В голове проносились обрывки мыслей. Может, нас отправят вперёд, в самые горячие точки? Идти в прорыв? Задача ясна: взять город, как можно быстрее и с минимальными потерями. Но как можно провести штурм, не потеряв людей? У японцев, конечно, нет таких мощных противотанковых средств, как у немцев, тех же фаустпатронов. Но на их месте встали другие оружия и тактика — смертники. В каждом из них фанатичная готовность взорвать себя ради императора. Эти люди не боятся смерти, я сам видел, как они бросались под танки, обвешанные гранатами и взрывчаткой, словно сорванные с цепи звери.
Японцы не немцы. В одном только Муданьцзяне могло находиться несколько сотен таких фанатиков, и каждое здание, каждый дом могли стать их последним рубежом. Я снова прислушался. Лисоченко продолжал размечать маршрут на карте. Сухов кивнул и приподнялся, его взгляд упал на меня. Наши глаза встретились, и я подошёл ближе.
— Оленин, вернулся? Молодец. Что у тебя? — спокойно спросил майор, выпрямляясь в полный рост. Его лицо было суровым, как всегда. — Передал японца?
Я коротко доложил о том, что произошло. Об аварии, схватке и о том, что пришлось врага ликвидировать, когда он напал. О захваченном оружии — катане, простую из которых я уже передал капитану Лисоченко, как доказательство моих слов.
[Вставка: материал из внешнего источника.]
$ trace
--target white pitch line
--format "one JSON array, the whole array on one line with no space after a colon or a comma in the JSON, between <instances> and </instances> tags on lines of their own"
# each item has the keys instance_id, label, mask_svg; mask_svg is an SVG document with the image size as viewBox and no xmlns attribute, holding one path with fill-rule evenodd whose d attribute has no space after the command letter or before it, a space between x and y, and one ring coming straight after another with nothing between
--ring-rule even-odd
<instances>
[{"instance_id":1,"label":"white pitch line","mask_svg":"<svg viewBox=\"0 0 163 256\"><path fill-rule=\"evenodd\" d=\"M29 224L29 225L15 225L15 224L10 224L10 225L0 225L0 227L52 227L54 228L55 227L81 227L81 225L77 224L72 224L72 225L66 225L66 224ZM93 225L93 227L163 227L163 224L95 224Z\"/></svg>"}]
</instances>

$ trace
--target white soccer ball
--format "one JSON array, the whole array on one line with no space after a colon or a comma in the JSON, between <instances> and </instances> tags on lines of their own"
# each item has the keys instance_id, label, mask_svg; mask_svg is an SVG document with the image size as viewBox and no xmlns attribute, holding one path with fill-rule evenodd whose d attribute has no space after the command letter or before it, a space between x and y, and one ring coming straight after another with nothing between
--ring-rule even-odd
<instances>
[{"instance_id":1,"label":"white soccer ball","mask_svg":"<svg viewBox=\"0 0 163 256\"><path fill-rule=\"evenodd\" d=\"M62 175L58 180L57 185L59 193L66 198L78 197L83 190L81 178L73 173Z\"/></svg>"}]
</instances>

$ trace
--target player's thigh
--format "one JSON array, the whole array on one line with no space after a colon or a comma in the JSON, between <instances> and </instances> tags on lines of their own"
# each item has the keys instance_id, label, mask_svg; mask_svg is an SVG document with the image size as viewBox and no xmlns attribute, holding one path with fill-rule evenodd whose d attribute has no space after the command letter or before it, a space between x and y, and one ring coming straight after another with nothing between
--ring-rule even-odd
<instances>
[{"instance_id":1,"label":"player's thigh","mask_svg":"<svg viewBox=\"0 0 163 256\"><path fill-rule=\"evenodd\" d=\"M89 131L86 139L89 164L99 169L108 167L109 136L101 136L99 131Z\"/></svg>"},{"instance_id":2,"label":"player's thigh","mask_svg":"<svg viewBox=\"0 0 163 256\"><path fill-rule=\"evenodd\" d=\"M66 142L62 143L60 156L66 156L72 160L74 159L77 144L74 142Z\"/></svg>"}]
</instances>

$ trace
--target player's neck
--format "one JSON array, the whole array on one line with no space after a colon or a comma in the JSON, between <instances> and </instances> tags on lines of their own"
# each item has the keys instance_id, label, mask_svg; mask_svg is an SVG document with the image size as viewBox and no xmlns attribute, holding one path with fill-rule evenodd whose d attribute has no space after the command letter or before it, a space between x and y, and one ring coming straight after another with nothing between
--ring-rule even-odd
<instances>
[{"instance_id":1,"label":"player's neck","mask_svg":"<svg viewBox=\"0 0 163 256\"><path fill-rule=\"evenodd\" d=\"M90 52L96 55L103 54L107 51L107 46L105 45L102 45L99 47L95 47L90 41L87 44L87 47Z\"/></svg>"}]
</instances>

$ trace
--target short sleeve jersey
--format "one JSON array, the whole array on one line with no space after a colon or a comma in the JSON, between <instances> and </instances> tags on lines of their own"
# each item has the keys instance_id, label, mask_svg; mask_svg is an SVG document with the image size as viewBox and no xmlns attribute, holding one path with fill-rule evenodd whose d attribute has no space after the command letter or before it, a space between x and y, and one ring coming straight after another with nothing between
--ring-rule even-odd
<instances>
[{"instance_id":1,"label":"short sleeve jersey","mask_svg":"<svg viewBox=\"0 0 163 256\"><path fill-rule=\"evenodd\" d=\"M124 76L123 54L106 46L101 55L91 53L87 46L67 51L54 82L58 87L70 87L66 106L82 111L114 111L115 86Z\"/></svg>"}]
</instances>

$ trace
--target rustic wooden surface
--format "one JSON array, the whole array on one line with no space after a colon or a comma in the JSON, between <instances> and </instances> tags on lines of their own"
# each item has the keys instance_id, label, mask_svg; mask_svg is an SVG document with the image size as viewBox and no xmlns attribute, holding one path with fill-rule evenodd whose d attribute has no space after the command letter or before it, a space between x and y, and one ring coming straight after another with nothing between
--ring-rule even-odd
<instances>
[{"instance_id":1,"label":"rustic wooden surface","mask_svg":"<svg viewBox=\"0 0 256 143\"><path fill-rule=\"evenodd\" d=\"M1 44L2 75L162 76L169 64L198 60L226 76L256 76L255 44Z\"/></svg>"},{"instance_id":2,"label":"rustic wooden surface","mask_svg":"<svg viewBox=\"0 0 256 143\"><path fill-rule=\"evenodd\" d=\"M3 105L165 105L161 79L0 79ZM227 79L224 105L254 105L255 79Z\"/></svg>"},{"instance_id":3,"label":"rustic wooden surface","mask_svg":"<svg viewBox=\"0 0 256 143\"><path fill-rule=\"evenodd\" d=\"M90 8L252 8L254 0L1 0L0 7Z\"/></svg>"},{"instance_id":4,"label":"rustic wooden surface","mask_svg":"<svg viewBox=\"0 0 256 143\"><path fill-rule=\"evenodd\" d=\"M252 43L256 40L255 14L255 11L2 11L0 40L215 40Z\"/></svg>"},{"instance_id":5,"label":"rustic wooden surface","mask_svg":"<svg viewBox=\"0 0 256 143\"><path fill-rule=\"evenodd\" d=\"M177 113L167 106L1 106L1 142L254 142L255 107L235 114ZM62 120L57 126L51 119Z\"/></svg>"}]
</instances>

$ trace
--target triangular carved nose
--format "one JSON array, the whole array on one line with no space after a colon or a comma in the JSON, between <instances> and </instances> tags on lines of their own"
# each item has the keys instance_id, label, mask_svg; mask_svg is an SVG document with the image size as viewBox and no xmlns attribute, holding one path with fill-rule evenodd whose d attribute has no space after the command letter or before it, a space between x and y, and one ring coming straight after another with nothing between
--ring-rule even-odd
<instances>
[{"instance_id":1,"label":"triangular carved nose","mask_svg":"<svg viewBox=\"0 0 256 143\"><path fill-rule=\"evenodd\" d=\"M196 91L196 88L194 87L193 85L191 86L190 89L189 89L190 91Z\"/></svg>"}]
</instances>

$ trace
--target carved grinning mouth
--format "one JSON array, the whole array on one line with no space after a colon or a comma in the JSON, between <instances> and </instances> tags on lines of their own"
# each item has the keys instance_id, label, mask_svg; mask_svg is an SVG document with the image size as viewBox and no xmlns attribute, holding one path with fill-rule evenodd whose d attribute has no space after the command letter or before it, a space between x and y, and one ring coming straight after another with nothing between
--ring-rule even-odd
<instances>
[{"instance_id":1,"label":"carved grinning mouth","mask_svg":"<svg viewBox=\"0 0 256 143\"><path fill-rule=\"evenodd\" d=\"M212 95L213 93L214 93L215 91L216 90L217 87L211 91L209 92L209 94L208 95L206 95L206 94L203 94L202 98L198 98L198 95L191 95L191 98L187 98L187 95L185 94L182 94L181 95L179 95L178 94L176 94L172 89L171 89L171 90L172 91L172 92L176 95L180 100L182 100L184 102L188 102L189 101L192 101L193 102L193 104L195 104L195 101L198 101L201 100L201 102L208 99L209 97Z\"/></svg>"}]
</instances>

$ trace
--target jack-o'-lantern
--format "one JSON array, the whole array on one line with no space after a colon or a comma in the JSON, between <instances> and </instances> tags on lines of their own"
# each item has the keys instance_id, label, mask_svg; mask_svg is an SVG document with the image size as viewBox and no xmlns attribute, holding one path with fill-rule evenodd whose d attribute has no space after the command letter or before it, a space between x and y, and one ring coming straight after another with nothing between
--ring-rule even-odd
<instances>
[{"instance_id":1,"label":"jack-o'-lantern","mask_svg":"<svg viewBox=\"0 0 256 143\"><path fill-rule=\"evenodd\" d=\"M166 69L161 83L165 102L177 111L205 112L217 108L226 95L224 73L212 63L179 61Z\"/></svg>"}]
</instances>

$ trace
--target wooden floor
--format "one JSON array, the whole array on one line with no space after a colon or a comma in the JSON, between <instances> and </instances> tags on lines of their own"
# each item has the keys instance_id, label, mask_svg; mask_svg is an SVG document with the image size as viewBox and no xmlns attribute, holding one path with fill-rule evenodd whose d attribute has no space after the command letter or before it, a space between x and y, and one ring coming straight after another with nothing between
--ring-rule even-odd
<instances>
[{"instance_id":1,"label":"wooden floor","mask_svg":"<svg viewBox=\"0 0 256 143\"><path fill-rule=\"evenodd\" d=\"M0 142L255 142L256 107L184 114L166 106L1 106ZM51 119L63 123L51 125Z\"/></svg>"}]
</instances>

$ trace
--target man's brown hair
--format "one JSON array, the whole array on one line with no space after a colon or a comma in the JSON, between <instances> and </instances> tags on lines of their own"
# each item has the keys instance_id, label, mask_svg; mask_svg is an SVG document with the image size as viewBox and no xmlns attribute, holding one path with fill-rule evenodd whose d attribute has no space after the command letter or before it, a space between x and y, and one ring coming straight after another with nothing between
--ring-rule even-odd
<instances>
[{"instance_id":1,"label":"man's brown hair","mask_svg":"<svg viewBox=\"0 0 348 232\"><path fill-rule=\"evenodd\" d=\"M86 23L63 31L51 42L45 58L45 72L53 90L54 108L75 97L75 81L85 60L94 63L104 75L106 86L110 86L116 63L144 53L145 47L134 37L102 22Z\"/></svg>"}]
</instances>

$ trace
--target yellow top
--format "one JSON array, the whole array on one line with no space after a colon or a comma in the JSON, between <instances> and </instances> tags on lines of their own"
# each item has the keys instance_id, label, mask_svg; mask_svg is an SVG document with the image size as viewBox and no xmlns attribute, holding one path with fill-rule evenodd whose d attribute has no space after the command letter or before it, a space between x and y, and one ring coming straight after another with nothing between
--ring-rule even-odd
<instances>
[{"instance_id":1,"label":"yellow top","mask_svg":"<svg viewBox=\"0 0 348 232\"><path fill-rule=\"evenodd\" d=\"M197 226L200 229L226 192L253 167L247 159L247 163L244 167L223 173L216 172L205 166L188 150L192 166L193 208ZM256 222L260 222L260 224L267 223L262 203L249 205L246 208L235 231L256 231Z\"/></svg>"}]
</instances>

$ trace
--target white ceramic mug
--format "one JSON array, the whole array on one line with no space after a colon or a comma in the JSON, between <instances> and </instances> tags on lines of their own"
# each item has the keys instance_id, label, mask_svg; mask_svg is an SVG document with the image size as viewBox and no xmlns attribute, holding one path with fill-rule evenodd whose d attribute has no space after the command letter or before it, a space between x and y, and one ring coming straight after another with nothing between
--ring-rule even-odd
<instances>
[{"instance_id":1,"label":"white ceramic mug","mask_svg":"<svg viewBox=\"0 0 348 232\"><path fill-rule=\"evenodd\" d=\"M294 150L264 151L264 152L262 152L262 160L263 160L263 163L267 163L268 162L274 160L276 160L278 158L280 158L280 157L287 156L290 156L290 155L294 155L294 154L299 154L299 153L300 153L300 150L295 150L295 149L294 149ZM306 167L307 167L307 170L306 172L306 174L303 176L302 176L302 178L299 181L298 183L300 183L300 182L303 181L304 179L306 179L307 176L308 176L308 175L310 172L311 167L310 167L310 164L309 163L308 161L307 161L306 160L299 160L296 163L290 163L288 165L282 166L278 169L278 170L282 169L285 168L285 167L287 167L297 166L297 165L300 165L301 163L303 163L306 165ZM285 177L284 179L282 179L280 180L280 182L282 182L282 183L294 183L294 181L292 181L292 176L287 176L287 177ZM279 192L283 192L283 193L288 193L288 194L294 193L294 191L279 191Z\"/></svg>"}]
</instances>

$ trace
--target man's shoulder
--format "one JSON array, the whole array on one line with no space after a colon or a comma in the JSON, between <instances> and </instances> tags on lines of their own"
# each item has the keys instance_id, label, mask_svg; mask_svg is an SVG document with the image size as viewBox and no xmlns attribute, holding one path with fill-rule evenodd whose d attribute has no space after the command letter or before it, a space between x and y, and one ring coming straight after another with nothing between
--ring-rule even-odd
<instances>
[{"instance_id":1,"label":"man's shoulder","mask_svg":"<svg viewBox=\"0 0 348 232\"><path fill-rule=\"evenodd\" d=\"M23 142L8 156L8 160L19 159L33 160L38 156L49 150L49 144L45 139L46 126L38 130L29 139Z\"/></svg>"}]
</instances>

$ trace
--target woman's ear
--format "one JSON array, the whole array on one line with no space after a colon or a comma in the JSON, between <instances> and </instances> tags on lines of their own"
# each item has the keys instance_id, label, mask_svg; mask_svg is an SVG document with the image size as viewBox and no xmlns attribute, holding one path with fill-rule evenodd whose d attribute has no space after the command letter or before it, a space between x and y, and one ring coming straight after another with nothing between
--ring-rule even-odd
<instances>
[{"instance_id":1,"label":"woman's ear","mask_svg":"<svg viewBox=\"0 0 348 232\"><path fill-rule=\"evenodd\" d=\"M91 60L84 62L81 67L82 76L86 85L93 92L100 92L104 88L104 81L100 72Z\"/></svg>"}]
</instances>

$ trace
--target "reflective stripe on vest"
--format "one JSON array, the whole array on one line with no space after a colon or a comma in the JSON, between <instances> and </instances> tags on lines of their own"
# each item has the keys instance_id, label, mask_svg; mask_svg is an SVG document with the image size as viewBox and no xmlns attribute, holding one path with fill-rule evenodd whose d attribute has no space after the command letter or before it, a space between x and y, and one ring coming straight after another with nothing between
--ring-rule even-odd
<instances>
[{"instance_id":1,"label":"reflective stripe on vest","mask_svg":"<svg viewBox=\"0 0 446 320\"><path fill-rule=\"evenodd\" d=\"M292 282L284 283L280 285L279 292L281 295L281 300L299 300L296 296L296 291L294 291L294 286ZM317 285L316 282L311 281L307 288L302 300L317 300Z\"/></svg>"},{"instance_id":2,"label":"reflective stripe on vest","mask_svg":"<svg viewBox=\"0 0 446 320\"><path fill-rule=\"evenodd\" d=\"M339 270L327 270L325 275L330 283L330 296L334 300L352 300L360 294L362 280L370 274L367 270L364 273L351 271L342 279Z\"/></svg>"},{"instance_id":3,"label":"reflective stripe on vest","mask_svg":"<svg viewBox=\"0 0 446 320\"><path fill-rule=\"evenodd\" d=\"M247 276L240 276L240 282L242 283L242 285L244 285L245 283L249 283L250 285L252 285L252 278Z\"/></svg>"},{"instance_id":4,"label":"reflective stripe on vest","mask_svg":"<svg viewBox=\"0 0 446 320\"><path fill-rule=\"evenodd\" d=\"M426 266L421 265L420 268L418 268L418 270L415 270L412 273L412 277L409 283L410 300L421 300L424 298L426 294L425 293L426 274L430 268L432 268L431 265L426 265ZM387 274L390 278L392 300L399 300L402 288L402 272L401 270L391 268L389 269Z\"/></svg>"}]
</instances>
Сухов слушал внимательно, не перебивая, изредка бросая взгляд на начштаба, как бы сверяясь с ним.
Когда я закончил, майор только нахмурился.
— Пленного жалко, конечно, — тихо пробормотал Сухов, явно не для меня, а для себя. — Но ситуация была безвыходная. Ладно, всё, старшина. Иди, готовь машину.
— Виноват, товарищ майор. Нет её. Вернее, есть, но не на ходу.
— А, ну да… — Сухов почесал лоб. — Ладно, будешь пора в резерве.
— Есть!
Глава 51
Пока служишь в армии, есть много вещей, которых надо бояться. Самая неочевидная, но очень опасная, — безделье. Кажется: что за ерунда, военным ведь требуется отдых! Да кто ж спорит-то? Но безделье — это не когда ты валяешься, не чувствуя ног, и думаешь только о том, как бы пожрать и выспаться. Это когда ты слоняешься по позициям, не зная, чем заняться. Вроде бы всё уже переделал. Обмундирование подлатал, оружие почистил, боеприпасы и НЗ приготовил. В животе не бурчит, поскольку там каша пшённая с мясом плавает, а ещё крепкий чай с сахаром. Водочки бы, но наркомовские дают только перед боем.